僕が途方に暮れているのを見透かしたかの様に、彼はにっこり微笑んだ。
「今日は僕とジェンが初めて会った日だよ〜。」
そうか、すっかり忘れていた。1年前の今日、彼が僕の家に来たんだ…
「ジェン、僕を呼んでくれてありがと〜。」
何を言ってるんだろう。感謝すべきは僕の方じゃないか…
僕はテリアモンを掴むと、風呂場の方へと急いだ。
「ジェ、ジェン〜、怒ってるの〜?」
シャワーが良い温度になると、僕は彼の泥を落としてあげた。
「ジェン〜、僕一人で洗えるよ〜。

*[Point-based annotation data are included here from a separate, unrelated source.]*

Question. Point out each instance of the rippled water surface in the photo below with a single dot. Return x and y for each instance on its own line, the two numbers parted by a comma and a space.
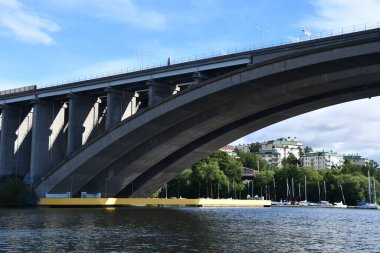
277, 229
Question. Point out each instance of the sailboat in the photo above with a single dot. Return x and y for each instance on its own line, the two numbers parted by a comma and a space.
323, 203
370, 205
340, 204
304, 202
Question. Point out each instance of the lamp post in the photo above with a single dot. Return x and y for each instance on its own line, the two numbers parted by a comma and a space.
105, 195
142, 53
261, 34
71, 187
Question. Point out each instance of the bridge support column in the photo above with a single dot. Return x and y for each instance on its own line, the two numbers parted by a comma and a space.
159, 91
120, 105
199, 77
83, 118
47, 138
15, 141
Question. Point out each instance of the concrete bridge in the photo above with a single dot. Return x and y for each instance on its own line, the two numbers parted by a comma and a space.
128, 134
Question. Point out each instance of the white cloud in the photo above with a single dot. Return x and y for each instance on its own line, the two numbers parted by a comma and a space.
331, 14
346, 128
24, 25
127, 11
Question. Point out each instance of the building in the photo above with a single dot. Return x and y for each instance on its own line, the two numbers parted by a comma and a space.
276, 150
249, 174
356, 159
230, 150
322, 160
271, 156
243, 147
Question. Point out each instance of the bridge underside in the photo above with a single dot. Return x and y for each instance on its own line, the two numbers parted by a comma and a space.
140, 154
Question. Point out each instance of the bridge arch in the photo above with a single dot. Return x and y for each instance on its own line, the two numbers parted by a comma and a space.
143, 152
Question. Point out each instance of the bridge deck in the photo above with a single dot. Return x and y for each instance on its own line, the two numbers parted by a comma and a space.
152, 201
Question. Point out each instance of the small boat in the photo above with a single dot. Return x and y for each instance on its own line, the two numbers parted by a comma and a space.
324, 203
339, 205
365, 205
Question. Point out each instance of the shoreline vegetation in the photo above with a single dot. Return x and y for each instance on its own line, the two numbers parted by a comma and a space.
15, 193
220, 176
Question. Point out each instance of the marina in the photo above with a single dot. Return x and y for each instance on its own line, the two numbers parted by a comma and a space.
110, 202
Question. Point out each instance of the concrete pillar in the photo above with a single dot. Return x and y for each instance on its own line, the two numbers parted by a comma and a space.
48, 147
199, 77
83, 119
15, 140
130, 99
159, 91
120, 105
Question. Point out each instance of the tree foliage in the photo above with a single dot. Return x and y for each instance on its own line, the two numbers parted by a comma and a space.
220, 175
13, 192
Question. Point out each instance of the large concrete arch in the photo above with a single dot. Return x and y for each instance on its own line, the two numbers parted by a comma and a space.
143, 152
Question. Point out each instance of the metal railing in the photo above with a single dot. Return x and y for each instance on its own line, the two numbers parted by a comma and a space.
229, 51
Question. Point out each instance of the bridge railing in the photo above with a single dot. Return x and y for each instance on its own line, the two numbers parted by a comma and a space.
206, 55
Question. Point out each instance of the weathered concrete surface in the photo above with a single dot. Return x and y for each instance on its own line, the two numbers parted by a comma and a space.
15, 140
143, 152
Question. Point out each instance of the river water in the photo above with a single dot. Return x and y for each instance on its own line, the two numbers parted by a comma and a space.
148, 229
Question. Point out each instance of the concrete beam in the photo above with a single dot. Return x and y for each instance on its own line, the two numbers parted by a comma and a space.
158, 91
48, 145
15, 141
83, 115
120, 105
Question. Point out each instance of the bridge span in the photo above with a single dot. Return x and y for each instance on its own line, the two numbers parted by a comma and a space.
126, 135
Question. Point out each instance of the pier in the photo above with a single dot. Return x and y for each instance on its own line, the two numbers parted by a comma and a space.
109, 202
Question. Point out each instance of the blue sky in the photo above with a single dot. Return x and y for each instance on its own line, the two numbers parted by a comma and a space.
43, 42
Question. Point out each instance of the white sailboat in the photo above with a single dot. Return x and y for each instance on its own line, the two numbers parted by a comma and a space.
304, 202
323, 203
340, 204
370, 205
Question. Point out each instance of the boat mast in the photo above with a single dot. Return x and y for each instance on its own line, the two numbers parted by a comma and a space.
292, 189
305, 189
287, 189
374, 191
341, 189
299, 191
369, 188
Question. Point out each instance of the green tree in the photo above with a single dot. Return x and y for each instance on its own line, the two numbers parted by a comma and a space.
13, 192
290, 160
255, 147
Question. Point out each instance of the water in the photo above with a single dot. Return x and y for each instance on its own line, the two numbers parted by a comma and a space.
277, 229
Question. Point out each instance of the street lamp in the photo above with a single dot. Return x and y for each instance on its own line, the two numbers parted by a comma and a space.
142, 53
261, 34
71, 187
105, 195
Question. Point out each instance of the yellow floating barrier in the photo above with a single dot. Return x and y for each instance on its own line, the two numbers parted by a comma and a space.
106, 202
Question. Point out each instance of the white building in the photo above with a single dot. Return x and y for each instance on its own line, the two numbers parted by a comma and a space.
230, 150
356, 159
243, 147
322, 160
276, 150
271, 156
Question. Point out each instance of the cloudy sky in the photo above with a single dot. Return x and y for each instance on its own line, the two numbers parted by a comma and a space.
45, 42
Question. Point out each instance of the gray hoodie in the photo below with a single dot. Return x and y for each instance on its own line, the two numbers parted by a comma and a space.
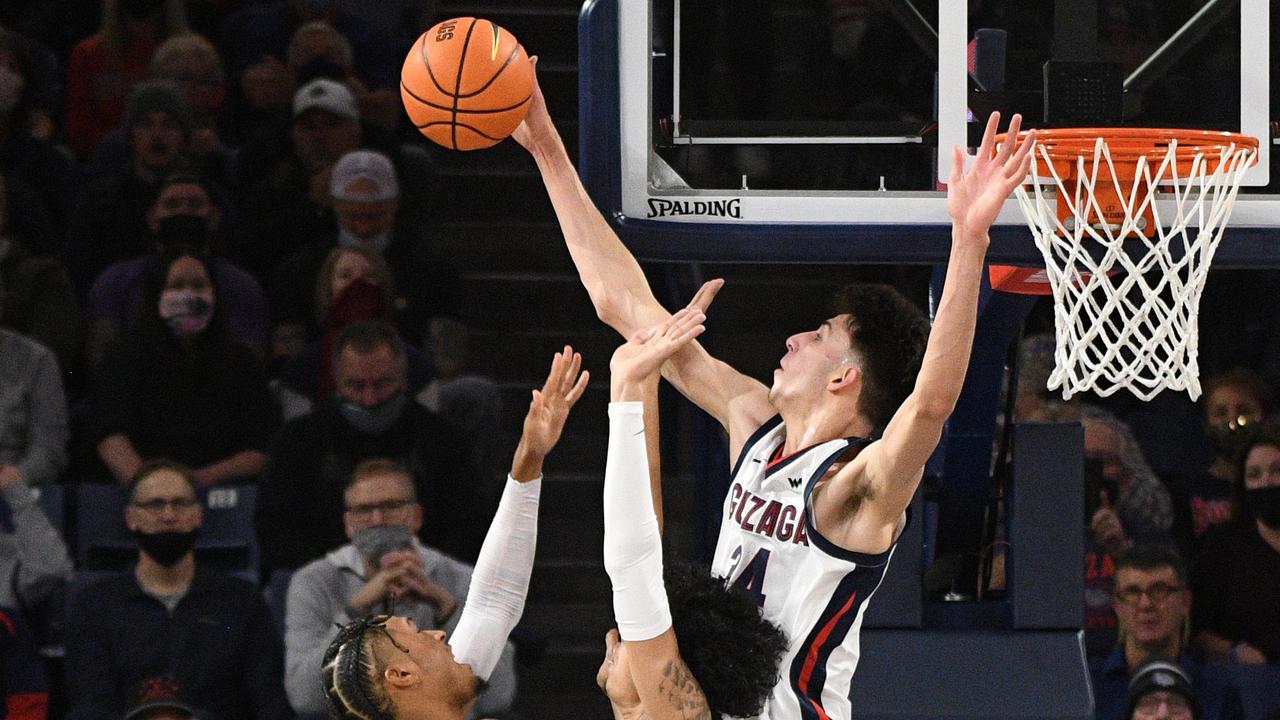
316, 606
33, 559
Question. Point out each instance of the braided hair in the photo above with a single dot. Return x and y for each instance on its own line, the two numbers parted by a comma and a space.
352, 669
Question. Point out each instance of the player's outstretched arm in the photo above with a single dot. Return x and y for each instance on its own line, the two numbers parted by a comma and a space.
499, 583
974, 197
613, 279
632, 546
611, 274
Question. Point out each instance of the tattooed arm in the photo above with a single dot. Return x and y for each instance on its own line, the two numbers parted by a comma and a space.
632, 546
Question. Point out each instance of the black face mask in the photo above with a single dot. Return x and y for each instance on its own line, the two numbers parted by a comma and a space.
1230, 438
1093, 486
1265, 505
138, 9
183, 231
165, 548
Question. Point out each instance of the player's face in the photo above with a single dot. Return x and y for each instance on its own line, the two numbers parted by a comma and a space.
615, 674
429, 650
813, 360
1151, 605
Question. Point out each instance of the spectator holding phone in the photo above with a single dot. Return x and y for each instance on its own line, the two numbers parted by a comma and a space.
384, 569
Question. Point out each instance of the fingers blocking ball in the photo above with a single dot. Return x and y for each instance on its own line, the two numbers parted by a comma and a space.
466, 83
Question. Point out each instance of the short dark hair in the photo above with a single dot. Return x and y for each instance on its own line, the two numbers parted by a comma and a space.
1246, 379
1153, 556
152, 466
366, 337
730, 648
382, 466
888, 335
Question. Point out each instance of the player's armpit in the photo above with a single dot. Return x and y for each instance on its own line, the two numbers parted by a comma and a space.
667, 689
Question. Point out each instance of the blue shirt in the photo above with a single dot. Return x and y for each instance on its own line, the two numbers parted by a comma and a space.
1110, 677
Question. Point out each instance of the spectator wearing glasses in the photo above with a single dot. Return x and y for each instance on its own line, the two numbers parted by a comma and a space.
1153, 606
370, 414
384, 569
210, 632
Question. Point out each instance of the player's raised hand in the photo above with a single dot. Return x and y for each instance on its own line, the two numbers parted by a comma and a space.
974, 197
644, 354
551, 405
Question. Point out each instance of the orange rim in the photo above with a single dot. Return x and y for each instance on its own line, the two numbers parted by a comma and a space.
1130, 144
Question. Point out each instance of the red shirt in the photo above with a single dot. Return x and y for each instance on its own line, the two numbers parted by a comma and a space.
99, 87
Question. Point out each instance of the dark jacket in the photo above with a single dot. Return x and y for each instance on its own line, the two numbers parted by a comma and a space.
220, 646
300, 502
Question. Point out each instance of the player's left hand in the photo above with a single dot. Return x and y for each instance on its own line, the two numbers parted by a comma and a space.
974, 197
551, 405
640, 356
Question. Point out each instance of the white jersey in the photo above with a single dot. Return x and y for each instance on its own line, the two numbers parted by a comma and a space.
813, 589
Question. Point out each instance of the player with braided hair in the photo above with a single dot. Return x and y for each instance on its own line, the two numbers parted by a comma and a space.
686, 646
383, 668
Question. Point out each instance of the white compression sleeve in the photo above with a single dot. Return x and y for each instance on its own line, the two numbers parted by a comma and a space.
632, 545
499, 583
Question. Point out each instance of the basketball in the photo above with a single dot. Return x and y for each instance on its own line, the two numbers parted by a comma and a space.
466, 83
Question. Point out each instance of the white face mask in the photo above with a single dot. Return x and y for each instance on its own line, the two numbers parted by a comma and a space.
10, 90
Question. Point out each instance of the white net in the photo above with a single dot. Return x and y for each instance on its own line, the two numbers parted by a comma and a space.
1125, 304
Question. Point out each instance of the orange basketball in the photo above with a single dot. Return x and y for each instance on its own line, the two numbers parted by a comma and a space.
466, 83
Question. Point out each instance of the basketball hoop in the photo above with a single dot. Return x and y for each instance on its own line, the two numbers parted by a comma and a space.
1127, 247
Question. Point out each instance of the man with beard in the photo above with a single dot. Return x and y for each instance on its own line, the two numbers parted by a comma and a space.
383, 569
110, 220
184, 212
300, 505
1153, 604
211, 632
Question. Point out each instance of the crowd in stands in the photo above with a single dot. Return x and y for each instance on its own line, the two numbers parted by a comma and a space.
216, 286
216, 270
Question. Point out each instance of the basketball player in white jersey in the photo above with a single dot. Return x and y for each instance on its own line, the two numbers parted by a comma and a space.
812, 518
384, 668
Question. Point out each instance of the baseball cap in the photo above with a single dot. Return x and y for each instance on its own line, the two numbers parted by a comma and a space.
364, 176
1161, 675
329, 95
156, 693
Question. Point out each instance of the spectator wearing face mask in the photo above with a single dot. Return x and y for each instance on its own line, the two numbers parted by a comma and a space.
104, 67
27, 158
370, 414
383, 569
1125, 502
213, 634
177, 384
183, 213
1235, 578
192, 64
110, 220
1234, 404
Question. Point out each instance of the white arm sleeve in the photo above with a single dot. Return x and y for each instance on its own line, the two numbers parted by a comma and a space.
496, 598
632, 545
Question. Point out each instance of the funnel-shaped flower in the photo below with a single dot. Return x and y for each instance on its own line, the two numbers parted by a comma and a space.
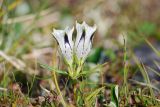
83, 41
64, 39
82, 46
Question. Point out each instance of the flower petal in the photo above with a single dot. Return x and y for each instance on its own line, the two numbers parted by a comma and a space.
69, 32
66, 49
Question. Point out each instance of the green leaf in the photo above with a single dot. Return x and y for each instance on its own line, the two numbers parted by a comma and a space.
49, 68
114, 94
90, 99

」
「いいんだ、テリアモン。僕が洗ってあげるよ。いや、洗わせてくれないか…?」
初めは恥ずかしがっていた彼も抵抗を止めて、素直に洗わせてくれた。
「プレゼントありがとう、テリアモン。僕にはこんなことくらいしかできないけどね…」
「ジェン…僕、この家にいられるだけですっごく幸せだよ。モーマンターイ♪」
この小さな同居人と僕はこれからもずっと一緒にいるつもりだ。